石川直樹さんの展示はタイトルを聞いたときは、それほど興味を持てませんでした。しかし、芝居小屋から温泉旅館となった歴史を、写真を通して伝え、空間としてもわかりやすく再現していました。また、写真を撮りたくなるような魅力的な空間・光を演出していました。
自分で写真を撮るだけではなく、空間を再構成して、写真を撮らせてしまう。そんな凄みを感じました。
入り組んだ迷路のような建物の中に、広めの舞台と広間。裏側には年代物のボイラーがあったり、カラフルなかわいいタイルのお風呂があったり。

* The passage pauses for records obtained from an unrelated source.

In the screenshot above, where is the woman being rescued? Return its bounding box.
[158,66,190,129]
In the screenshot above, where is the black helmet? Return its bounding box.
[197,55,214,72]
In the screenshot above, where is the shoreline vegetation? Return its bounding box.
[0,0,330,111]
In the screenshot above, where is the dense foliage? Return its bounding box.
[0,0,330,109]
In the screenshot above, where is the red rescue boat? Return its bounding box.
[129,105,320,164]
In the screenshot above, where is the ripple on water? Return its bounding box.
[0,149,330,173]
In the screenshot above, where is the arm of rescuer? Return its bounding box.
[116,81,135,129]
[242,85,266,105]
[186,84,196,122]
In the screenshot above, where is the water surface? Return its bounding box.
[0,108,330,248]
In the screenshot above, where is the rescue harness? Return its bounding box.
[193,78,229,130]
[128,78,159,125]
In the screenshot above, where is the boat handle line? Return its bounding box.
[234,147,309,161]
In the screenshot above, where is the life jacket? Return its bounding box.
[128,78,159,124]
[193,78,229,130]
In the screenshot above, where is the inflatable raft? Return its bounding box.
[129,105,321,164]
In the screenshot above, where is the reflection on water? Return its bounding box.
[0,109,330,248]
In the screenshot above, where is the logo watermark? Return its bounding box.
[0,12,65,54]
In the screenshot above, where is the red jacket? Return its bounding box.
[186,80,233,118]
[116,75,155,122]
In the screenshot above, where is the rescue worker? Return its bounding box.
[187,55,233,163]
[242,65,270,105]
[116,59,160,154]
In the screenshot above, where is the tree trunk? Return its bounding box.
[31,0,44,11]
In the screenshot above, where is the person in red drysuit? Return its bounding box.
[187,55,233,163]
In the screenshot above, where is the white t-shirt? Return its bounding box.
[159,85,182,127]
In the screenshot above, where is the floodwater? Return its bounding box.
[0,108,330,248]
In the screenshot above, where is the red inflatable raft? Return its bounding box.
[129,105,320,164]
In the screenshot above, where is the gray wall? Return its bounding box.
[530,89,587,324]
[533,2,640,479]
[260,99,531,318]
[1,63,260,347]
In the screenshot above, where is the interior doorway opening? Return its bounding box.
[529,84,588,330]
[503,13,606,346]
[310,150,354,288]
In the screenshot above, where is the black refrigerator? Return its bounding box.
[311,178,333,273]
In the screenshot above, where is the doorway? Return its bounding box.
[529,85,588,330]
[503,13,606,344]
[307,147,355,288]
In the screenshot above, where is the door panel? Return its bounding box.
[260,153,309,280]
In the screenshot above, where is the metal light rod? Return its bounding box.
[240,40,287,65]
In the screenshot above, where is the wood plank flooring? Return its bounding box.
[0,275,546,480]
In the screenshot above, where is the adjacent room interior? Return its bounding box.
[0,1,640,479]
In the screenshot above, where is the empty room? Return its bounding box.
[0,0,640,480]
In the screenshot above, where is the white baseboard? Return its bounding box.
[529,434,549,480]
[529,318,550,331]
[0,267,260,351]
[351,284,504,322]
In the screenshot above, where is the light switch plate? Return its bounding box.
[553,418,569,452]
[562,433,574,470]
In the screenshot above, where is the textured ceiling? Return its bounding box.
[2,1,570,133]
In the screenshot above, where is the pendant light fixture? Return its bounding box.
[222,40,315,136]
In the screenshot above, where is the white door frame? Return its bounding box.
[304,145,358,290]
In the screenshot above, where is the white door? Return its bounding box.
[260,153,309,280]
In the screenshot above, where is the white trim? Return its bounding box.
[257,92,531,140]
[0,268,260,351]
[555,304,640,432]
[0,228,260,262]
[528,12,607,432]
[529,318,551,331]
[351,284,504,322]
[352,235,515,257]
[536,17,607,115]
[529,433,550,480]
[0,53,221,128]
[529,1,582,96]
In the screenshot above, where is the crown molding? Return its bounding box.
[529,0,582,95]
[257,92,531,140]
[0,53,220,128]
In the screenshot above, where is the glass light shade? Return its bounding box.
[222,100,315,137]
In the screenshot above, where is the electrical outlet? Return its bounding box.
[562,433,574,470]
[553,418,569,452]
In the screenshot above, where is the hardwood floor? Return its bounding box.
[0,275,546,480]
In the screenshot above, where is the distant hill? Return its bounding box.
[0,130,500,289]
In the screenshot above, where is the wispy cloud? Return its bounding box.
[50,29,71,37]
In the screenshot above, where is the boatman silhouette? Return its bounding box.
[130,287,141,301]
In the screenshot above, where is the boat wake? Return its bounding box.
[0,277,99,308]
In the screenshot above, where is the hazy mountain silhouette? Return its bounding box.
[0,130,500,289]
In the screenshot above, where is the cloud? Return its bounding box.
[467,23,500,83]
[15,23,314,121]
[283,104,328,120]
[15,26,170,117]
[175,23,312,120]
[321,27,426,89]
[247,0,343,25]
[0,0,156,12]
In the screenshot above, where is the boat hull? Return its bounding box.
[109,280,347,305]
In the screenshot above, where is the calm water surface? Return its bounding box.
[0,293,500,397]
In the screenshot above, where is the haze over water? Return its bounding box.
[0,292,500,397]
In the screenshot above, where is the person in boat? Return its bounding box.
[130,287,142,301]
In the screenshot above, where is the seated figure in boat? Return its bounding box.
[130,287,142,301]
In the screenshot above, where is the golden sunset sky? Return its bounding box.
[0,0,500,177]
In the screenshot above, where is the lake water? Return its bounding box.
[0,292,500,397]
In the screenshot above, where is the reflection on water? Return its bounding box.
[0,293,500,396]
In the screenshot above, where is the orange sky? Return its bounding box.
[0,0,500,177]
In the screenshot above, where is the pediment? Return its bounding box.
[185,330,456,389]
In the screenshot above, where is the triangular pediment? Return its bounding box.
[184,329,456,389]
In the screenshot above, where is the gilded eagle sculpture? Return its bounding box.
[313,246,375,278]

もともと複雑な建物なのかもしれませんが、迷路のような空間を巧みに一周できるように導線が作られていました。最後には銭湯のシンボル、煙突の隣を通れるようになっていて、とても練られた奥深い作品でした。
こういう芸術祭ってお祭り感覚で、みんな新しいものを作ることが多いと思うのですが、既にそこにあるストーリー・魅力を見抜き、作品として伝えているところがとても魅力的。ものすごく満足感の高い作品でした。